Sentiment analysis on NYT times immigration data with VADER and Textblob dictionaries
Poster Reference to project: https://scholar.valpo.edu/cus/917/
- R Studio
- Jupyter Notebooks (python)
Folder: 1-NYT API Data Extraction
-
Created R notebook
-
Extract articles in a table like structure using https://www.storybench.org/working-with-the-new-york-times-api-in-r/
-
Extracted immigration articles using query of "migrant OR immigration OR immigrant OR migration OR refugee OR alien OR undocumented OR asylum" to get a wide range of immigration as a whole.
-
Raw data from 1981-2020 is present in Exctracting NYT API (allNYTSearch1981to2020). Articles were extracted from the last date of requests until the API had a max number off calls. This was manually done and it usually failed every 2 years of data per the query specified in the notebook.

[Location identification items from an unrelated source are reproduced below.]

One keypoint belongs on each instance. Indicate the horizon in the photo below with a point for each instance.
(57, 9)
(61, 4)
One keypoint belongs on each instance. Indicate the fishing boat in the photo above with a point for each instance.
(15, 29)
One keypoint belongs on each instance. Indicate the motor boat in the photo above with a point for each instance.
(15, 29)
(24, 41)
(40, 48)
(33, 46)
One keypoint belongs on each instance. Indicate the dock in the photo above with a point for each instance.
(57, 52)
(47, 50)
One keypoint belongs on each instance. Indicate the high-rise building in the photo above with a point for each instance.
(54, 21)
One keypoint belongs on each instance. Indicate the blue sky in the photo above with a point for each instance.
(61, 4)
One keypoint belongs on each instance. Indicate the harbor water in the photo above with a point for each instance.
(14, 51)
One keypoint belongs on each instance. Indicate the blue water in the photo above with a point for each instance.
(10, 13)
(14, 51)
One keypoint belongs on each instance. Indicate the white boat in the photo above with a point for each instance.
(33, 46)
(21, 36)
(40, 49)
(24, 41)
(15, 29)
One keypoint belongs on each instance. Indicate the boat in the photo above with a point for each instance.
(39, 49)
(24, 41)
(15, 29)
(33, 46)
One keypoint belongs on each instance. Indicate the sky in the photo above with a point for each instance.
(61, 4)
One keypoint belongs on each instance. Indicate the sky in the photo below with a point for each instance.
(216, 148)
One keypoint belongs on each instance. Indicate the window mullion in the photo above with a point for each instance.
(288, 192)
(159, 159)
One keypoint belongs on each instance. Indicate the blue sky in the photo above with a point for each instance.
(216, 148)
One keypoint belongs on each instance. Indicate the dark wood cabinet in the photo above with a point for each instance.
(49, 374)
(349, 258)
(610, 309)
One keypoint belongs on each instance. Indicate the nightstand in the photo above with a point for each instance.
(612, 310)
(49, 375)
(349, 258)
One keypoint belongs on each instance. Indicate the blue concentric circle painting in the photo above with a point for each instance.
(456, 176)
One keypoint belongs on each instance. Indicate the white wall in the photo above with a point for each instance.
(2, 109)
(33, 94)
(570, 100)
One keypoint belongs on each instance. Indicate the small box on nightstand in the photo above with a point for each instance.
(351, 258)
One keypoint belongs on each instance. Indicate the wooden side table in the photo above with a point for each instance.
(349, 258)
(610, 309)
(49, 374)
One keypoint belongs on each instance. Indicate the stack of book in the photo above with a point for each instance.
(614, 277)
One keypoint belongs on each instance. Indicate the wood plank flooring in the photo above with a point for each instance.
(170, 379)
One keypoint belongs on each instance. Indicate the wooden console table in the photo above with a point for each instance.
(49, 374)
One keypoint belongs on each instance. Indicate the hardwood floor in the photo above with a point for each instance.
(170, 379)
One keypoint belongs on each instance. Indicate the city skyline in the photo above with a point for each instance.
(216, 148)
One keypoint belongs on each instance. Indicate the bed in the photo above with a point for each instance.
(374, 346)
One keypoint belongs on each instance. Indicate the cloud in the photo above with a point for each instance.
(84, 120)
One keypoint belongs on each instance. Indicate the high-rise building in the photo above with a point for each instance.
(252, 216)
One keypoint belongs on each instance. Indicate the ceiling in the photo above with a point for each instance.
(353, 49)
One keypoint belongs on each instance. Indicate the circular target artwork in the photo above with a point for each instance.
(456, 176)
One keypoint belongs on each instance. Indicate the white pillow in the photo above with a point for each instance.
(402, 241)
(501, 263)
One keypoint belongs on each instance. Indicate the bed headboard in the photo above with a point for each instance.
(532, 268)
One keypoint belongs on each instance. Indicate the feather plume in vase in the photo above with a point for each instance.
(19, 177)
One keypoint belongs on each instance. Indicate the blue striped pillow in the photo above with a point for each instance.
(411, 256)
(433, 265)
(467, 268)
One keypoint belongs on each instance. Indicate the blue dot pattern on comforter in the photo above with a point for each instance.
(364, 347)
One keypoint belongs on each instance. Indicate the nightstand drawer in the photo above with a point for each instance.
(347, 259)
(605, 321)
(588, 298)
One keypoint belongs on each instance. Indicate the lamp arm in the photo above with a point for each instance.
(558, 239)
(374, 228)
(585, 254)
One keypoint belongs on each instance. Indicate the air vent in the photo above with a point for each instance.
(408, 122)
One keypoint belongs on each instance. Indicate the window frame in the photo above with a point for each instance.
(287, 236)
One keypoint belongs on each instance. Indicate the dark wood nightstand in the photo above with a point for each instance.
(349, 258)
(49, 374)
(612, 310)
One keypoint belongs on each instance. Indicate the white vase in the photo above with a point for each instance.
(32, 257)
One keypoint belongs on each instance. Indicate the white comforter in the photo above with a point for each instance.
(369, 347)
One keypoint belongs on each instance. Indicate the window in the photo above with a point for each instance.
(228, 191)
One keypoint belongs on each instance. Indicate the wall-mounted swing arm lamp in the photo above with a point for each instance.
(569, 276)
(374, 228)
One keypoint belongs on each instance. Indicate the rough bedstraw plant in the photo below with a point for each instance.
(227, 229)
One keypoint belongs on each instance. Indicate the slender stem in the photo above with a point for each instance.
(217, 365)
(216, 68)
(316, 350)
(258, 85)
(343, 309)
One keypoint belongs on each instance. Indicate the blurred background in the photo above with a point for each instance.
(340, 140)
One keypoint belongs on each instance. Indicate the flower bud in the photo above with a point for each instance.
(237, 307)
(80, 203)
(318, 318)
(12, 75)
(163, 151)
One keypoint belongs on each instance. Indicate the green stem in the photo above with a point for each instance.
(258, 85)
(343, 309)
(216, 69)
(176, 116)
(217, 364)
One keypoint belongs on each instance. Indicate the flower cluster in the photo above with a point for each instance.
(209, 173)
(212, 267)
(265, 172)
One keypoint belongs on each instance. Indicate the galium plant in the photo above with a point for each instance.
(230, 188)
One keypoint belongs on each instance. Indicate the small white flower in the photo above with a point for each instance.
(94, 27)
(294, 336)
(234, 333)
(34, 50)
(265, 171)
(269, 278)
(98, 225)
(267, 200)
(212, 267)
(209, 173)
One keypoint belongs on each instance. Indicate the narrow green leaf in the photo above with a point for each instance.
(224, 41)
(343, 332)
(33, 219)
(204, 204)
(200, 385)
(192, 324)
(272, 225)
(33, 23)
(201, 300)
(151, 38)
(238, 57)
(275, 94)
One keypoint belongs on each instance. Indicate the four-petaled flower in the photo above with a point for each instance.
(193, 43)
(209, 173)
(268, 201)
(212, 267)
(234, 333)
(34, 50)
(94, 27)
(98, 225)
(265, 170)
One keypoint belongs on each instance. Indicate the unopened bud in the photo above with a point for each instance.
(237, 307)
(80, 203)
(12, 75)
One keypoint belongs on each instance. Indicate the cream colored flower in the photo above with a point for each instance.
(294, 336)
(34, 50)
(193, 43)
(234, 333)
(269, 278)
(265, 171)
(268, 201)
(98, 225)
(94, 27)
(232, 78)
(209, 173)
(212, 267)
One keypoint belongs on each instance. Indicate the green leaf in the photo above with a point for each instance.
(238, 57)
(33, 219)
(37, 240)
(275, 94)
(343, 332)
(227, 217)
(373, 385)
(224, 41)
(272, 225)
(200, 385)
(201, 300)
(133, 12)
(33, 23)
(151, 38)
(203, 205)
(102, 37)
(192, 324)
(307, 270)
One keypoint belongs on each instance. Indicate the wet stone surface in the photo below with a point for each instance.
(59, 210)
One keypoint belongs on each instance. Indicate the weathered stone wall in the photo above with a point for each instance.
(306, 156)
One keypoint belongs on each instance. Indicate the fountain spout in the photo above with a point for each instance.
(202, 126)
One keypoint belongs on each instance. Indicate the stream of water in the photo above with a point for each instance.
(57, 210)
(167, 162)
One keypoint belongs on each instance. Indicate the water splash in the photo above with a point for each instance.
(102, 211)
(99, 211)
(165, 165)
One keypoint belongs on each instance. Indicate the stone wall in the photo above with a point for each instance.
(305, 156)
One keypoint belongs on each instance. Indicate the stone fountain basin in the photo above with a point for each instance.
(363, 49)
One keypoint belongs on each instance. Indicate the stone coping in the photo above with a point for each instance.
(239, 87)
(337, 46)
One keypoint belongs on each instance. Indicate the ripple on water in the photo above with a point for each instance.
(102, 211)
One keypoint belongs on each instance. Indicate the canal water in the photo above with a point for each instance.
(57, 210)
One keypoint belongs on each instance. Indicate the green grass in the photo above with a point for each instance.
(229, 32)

Folder: 2-Standarization and Training
- Drop duplicate articles.
- Data Standarization: Normalizing lead_paragraph with preprocess_regex function
- Textblob and VADER assign a first score between -1 to 1 to identify the polarity of the first paragraph using the default dicctionaries.
Folder 3- Recoding words by hand
- Identify problematic words and n-grams counter parts such as "united" which most of them belonged to United States
- Recoded individual words in the correct sphere using inter-reliability measures to allocate words in the correct sphere
Folder 4- Retrain and Filter
- allocate words identified in step 3 into the correct sphere by VADER since it was identified as the better dicctionary
- Filter latino news using query specified in folder "latino query"
- Filter news that were written in the United States
- Normalize scores from -1-1 to 0-100 (in percent)
- Computed the Yearly, Quartely and Monthly mean of normalized scores
- Time series plots of normalized sentiment scores for All Articles, All Latino Articles, USA articles and USA Latino Articles
Folder 5- Final Sentiment output
- Output retrained VADER scores for all the data (NYT_data_1980_to_2020_Retrained)
- Output articles that are just in the United States (US_News_Articles)
- Output articles that are Latino immigration news that appear in the United States (US_Latino_News_Articles)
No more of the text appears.